China is of course not the only country that can't shake its smoking habit. Japan and France, for example, are also known for their millions of tobacco addicts. But self-restraint and strictly enforced laws are what sets those places apart from ours. In Japan, smokers have designated smoking boxes where they can congregate and kill each other with their secondhand smoke. 

In France, where my husband is from, anyone caught smoking indoors will be fined handsomely, 450 euros ($500), while the owners of such establishments will be fined even more, at 750 euros. The latest French law even bans smoking in your own car if you have children (68 euros). "Nobody dares to smoke indoors," my husband exclaimed proudly during our recent visit to Paris.

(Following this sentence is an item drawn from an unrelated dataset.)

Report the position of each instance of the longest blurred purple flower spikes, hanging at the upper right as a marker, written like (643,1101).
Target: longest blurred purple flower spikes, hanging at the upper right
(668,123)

In Shanghai, however, indoor smoking offenders are only fined a measly 200 yuan ($29.01). Restaurant owners can be fined up to 30,000 yuan, though local police officers will have to go out of their way to catch such perpetrators.

Whether a smoking ban is successful or not isn't just about how high the fines are. Rather, it is how the ban can be a deterrent to gradually change public behavior. My husband who is - surprise! - a long-term smoker, is aware of how harmful it is, and he also strongly believes that smoking indoors or forcing nonsmokers to breathe secondhand smoke is "criminal."

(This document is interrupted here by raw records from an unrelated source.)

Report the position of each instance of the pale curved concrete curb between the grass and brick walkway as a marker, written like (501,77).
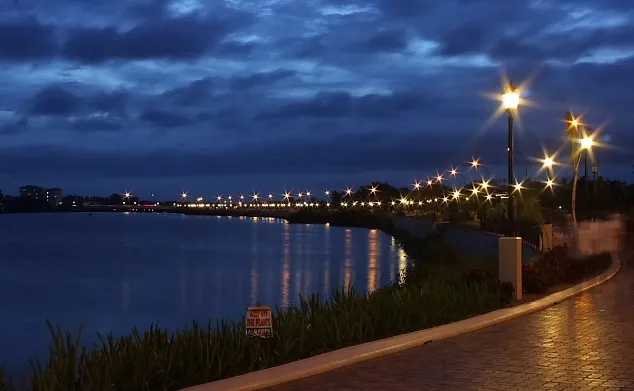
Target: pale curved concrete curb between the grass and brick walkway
(354,354)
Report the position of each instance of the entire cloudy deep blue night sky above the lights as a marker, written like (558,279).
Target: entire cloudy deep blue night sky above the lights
(212,96)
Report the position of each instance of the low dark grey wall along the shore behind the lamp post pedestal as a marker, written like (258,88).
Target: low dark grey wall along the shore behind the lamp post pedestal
(464,239)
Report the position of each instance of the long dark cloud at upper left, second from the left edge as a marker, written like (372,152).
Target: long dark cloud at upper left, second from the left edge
(181,38)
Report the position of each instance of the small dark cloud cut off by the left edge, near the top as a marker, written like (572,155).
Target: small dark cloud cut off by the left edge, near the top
(26,39)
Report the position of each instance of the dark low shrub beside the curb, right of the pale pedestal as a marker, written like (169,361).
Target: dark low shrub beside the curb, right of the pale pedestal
(558,266)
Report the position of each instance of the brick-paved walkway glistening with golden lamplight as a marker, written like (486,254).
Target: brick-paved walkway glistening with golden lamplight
(584,343)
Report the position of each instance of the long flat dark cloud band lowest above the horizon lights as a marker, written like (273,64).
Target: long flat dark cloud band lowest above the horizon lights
(380,150)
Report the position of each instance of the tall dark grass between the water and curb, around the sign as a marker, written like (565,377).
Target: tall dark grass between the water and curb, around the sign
(160,360)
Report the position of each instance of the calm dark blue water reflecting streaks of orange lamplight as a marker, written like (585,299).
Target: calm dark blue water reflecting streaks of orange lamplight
(111,272)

Cheap cigarettes in China also encourage people to take up or continue the habit. According to WHO, heavy taxation is the most effective measure in tobacco control. Cigarettes in China are still dirt-cheap compared to countries that have imposed taxation on smokers. A pack of Chinese cigarettes costs only 10 yuan, while in France they retail for 7.50 euros.

We can rightly assume that if China's government would just increase its retail tobacco tax, fewer people would be able to afford the habit, especially laborers and peasants who comprise the majority of the nation's smokers. But raising tax is a delicate matter, as the tobacco industry contributes to government coffers. In 2012, the tobacco industry paid 717 billion yuan in revenue taxes, according to a 2014 report by The Economist.

The China Tobacco Museum in Shanghai, the largest such museum in the world, has sections on tobacco history, industry and culture. Although there is a small section on control, the museum has been criticized by anti-smoking experts as glorifying the image of smoking (great leaders such as Deng Xiaoping and writer Lu Xun are depicted as avid smokers) and helping China's tobacco industry (the location of the museum on Changyang Road in Yangpu district happens to be right next to the Shanghai Tobacco Group office).

I appreciate the government's continued efforts in the war against public smoking, but it will take extremely strict enforcement, very high fines as well as education and health campaigns before Shanghai's large smoking population chooses to start taking any personal responsibility about their habits.